Role Of Religion In The Mummification Process

Religion had a profound impact on the mummification process in ancient Egypt. Egyptians, along with worshipping numerous gods and goddesses, believed in the everlasting life and the resurrection of the body. Their beliefs were mainly reinforced by natural observations such as the belief that the sun was reborn in the east each morning, after having died in the west on the previous evening. The afterworld was referred to as the field of Reeds, a fertile and productive region where people would transition to after death. The body was believed to house the soul, which could live long after death as long as the body was preserved. Mummification was regarded as a means of ensuring entry into the afterworld. Mummification employed the expertise of priests, who were involved in all the stages of the process. The priests also performed ritualistic and religious rites on the mummy.

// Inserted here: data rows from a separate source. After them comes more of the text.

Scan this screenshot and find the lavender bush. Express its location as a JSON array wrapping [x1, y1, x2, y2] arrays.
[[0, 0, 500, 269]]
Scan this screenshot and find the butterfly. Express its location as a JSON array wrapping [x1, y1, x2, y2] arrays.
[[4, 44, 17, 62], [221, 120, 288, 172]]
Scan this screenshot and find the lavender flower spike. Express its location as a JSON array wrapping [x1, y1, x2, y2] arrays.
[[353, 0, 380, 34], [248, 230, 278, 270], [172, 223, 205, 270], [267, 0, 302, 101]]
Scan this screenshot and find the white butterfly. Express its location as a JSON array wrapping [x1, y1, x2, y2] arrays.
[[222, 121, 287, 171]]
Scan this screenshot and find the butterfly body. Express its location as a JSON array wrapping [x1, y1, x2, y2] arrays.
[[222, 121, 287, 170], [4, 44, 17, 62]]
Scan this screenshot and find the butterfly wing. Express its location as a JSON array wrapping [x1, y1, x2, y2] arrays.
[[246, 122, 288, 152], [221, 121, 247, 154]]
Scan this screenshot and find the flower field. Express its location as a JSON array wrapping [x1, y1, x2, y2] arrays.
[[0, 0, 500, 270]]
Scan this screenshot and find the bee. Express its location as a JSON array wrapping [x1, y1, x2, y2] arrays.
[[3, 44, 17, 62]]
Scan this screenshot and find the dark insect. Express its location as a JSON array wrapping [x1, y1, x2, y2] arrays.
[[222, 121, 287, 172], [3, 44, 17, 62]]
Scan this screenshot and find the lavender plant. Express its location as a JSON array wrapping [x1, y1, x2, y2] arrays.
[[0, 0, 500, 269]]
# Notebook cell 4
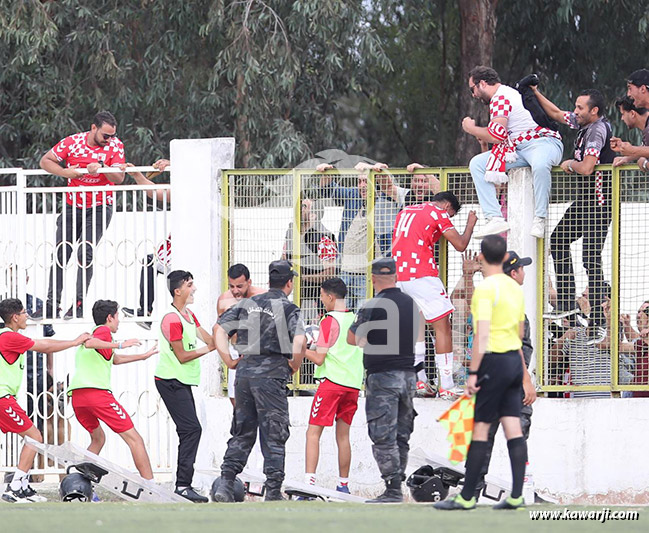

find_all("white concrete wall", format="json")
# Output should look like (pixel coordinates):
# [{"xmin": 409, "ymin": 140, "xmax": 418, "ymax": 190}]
[{"xmin": 195, "ymin": 398, "xmax": 649, "ymax": 504}]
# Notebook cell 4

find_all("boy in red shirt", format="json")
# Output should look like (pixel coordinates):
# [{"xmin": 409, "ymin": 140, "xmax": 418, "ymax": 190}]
[
  {"xmin": 68, "ymin": 300, "xmax": 158, "ymax": 479},
  {"xmin": 305, "ymin": 278, "xmax": 365, "ymax": 494},
  {"xmin": 0, "ymin": 298, "xmax": 90, "ymax": 503}
]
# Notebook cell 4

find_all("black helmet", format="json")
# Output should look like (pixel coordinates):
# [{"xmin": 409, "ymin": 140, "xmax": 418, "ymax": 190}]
[
  {"xmin": 212, "ymin": 477, "xmax": 246, "ymax": 502},
  {"xmin": 406, "ymin": 465, "xmax": 448, "ymax": 502},
  {"xmin": 59, "ymin": 472, "xmax": 92, "ymax": 502}
]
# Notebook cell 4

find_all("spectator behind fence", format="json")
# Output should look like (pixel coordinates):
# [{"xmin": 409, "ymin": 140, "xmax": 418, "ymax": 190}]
[
  {"xmin": 392, "ymin": 191, "xmax": 477, "ymax": 399},
  {"xmin": 282, "ymin": 198, "xmax": 338, "ymax": 322},
  {"xmin": 122, "ymin": 159, "xmax": 171, "ymax": 329},
  {"xmin": 621, "ymin": 300, "xmax": 649, "ymax": 398},
  {"xmin": 350, "ymin": 162, "xmax": 394, "ymax": 257},
  {"xmin": 532, "ymin": 83, "xmax": 615, "ymax": 344},
  {"xmin": 626, "ymin": 68, "xmax": 649, "ymax": 108},
  {"xmin": 326, "ymin": 173, "xmax": 378, "ymax": 311},
  {"xmin": 32, "ymin": 111, "xmax": 126, "ymax": 319},
  {"xmin": 370, "ymin": 163, "xmax": 440, "ymax": 257},
  {"xmin": 611, "ymin": 96, "xmax": 649, "ymax": 170},
  {"xmin": 451, "ymin": 251, "xmax": 480, "ymax": 384},
  {"xmin": 316, "ymin": 161, "xmax": 380, "ymax": 246},
  {"xmin": 462, "ymin": 66, "xmax": 563, "ymax": 239}
]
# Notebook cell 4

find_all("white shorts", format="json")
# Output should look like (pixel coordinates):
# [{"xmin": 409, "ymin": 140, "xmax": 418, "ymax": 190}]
[
  {"xmin": 228, "ymin": 344, "xmax": 239, "ymax": 398},
  {"xmin": 397, "ymin": 276, "xmax": 455, "ymax": 322}
]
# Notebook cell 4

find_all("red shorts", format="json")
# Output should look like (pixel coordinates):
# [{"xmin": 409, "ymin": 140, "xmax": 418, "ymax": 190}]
[
  {"xmin": 72, "ymin": 389, "xmax": 133, "ymax": 433},
  {"xmin": 309, "ymin": 379, "xmax": 358, "ymax": 426},
  {"xmin": 0, "ymin": 396, "xmax": 34, "ymax": 433}
]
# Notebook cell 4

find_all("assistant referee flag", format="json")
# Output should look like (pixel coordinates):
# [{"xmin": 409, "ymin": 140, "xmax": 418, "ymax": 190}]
[{"xmin": 437, "ymin": 395, "xmax": 475, "ymax": 464}]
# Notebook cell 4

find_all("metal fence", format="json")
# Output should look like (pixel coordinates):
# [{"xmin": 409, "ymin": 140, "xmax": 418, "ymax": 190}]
[
  {"xmin": 222, "ymin": 166, "xmax": 649, "ymax": 396},
  {"xmin": 0, "ymin": 167, "xmax": 175, "ymax": 474}
]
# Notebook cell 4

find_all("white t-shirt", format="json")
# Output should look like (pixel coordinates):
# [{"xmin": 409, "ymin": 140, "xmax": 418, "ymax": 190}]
[
  {"xmin": 374, "ymin": 185, "xmax": 410, "ymax": 235},
  {"xmin": 489, "ymin": 85, "xmax": 538, "ymax": 137}
]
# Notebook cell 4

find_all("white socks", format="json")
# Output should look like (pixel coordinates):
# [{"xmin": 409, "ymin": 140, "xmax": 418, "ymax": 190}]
[
  {"xmin": 9, "ymin": 470, "xmax": 29, "ymax": 490},
  {"xmin": 415, "ymin": 341, "xmax": 428, "ymax": 383},
  {"xmin": 435, "ymin": 353, "xmax": 455, "ymax": 390}
]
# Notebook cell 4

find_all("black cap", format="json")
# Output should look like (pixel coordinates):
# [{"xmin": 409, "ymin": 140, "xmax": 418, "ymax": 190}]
[
  {"xmin": 268, "ymin": 259, "xmax": 297, "ymax": 278},
  {"xmin": 372, "ymin": 257, "xmax": 397, "ymax": 276},
  {"xmin": 503, "ymin": 250, "xmax": 532, "ymax": 274},
  {"xmin": 627, "ymin": 68, "xmax": 649, "ymax": 87}
]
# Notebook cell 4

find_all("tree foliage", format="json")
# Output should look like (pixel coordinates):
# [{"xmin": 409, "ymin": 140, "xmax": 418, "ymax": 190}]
[{"xmin": 0, "ymin": 0, "xmax": 649, "ymax": 175}]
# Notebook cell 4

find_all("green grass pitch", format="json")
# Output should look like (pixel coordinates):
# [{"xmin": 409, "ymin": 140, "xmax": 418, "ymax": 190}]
[{"xmin": 0, "ymin": 502, "xmax": 649, "ymax": 533}]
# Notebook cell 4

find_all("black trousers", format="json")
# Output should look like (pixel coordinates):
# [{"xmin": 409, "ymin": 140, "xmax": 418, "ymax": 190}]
[
  {"xmin": 475, "ymin": 405, "xmax": 532, "ymax": 499},
  {"xmin": 47, "ymin": 204, "xmax": 113, "ymax": 310},
  {"xmin": 155, "ymin": 379, "xmax": 202, "ymax": 487},
  {"xmin": 140, "ymin": 254, "xmax": 156, "ymax": 313},
  {"xmin": 550, "ymin": 195, "xmax": 613, "ymax": 326},
  {"xmin": 221, "ymin": 372, "xmax": 289, "ymax": 489}
]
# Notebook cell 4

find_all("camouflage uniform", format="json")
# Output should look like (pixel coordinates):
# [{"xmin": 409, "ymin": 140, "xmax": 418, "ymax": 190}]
[
  {"xmin": 365, "ymin": 370, "xmax": 417, "ymax": 481},
  {"xmin": 219, "ymin": 289, "xmax": 304, "ymax": 489}
]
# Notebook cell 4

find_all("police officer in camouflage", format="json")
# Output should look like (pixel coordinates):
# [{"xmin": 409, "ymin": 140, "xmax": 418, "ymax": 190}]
[
  {"xmin": 213, "ymin": 261, "xmax": 305, "ymax": 502},
  {"xmin": 347, "ymin": 257, "xmax": 419, "ymax": 503}
]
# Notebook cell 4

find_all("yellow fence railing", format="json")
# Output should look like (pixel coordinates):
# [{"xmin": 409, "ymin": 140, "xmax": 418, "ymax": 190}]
[{"xmin": 221, "ymin": 165, "xmax": 649, "ymax": 394}]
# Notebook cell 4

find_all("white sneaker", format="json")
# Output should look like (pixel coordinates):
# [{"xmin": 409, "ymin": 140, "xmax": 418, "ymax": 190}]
[
  {"xmin": 437, "ymin": 387, "xmax": 464, "ymax": 401},
  {"xmin": 530, "ymin": 217, "xmax": 545, "ymax": 239},
  {"xmin": 23, "ymin": 485, "xmax": 47, "ymax": 503},
  {"xmin": 473, "ymin": 217, "xmax": 509, "ymax": 239},
  {"xmin": 2, "ymin": 486, "xmax": 32, "ymax": 503}
]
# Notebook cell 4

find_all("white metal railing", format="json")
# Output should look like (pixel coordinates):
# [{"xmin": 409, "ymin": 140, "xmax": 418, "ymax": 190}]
[{"xmin": 0, "ymin": 166, "xmax": 175, "ymax": 473}]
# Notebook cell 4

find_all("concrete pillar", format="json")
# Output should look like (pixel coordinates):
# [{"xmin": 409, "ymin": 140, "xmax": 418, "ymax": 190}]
[
  {"xmin": 171, "ymin": 137, "xmax": 235, "ymax": 395},
  {"xmin": 507, "ymin": 167, "xmax": 543, "ymax": 368}
]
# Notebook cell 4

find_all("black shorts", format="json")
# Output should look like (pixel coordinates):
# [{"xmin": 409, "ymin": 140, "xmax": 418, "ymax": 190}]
[{"xmin": 474, "ymin": 350, "xmax": 523, "ymax": 422}]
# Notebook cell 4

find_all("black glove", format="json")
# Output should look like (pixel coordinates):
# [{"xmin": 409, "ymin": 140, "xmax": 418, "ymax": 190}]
[{"xmin": 514, "ymin": 74, "xmax": 539, "ymax": 90}]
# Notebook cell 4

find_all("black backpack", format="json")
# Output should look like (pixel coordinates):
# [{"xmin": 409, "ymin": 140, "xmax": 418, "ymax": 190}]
[{"xmin": 514, "ymin": 74, "xmax": 559, "ymax": 131}]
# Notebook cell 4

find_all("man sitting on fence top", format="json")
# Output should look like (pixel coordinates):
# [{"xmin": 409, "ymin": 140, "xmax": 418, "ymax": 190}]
[
  {"xmin": 532, "ymin": 83, "xmax": 615, "ymax": 344},
  {"xmin": 32, "ymin": 111, "xmax": 126, "ymax": 319},
  {"xmin": 462, "ymin": 66, "xmax": 563, "ymax": 238},
  {"xmin": 611, "ymin": 96, "xmax": 649, "ymax": 171}
]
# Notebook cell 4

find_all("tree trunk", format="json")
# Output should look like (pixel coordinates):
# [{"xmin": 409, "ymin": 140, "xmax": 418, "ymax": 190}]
[
  {"xmin": 455, "ymin": 0, "xmax": 498, "ymax": 165},
  {"xmin": 235, "ymin": 73, "xmax": 250, "ymax": 168}
]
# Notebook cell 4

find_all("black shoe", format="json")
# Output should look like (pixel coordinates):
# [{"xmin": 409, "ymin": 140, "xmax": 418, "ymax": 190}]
[
  {"xmin": 2, "ymin": 487, "xmax": 32, "ymax": 503},
  {"xmin": 367, "ymin": 476, "xmax": 403, "ymax": 503},
  {"xmin": 23, "ymin": 485, "xmax": 47, "ymax": 503},
  {"xmin": 264, "ymin": 488, "xmax": 286, "ymax": 502},
  {"xmin": 122, "ymin": 307, "xmax": 151, "ymax": 330},
  {"xmin": 493, "ymin": 496, "xmax": 525, "ymax": 511},
  {"xmin": 212, "ymin": 477, "xmax": 234, "ymax": 503},
  {"xmin": 174, "ymin": 487, "xmax": 209, "ymax": 503},
  {"xmin": 63, "ymin": 301, "xmax": 83, "ymax": 320},
  {"xmin": 514, "ymin": 74, "xmax": 539, "ymax": 90},
  {"xmin": 433, "ymin": 494, "xmax": 476, "ymax": 511},
  {"xmin": 29, "ymin": 302, "xmax": 61, "ymax": 321}
]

Tools And Practitioners Involved In Mummification

The mummification process took place in the embalmer’s workshop, often situated in proximity to temples. Some tools were used in the process, the first one being a brain hook which was used for brain extraction. A blade of Obsidian was used to make a cut on the abdomen. The use of a funnel was employed to pour resins through the nose into the cranial cavity. Amulets were placed between the linen layers sometimes accompanied by a mask between the head bandages. Foot and chest covers were further used to give the mummy additional support. The head of the mummification process was the embalmer, a special priest whose office was hereditary. The embalmer impersonated Anubis, the god of embalmer while leading mummification rites. Several other priests were involved in other activities such as wrapping and religious rituals on the mummy. Cutters were responsible for the incisions made on the corpse. The mummification industry in ancient Egypt employed many workers, artisans, and craftsmen.

Legacy and Decline

The discovery of mummies, sometimes in their intact form, has helped scientists gain insights on ancient civilizations. In the era of modern technology, scientists have extracted information on lifestyle, diseases, relationships, genetics, lifespan, health, drug use by assessing the excavated remains. The mummification process has shed light on the cultural and religious practices as well as the scientific innovations in ancient Egypt. The Valley of Mummies, discovered in Egypt, has attracted scientists and historians from all parts of the word. The decline of mummification in Egypt began with invasions from powers such as Persia, Greece, and Rome. The death toll increased as the number of embalmers decreased. A decline in wealth and a rise in Christianity in Egyptian society all served to reduce the procedure’s popularity. The process, which had once been elaborate and sophisticated, became troublesome and of poor quality. Greek mythology took the place of Egyptian mythology, and mummification, which was an important part of Egyptian religion, eventually lost relevance.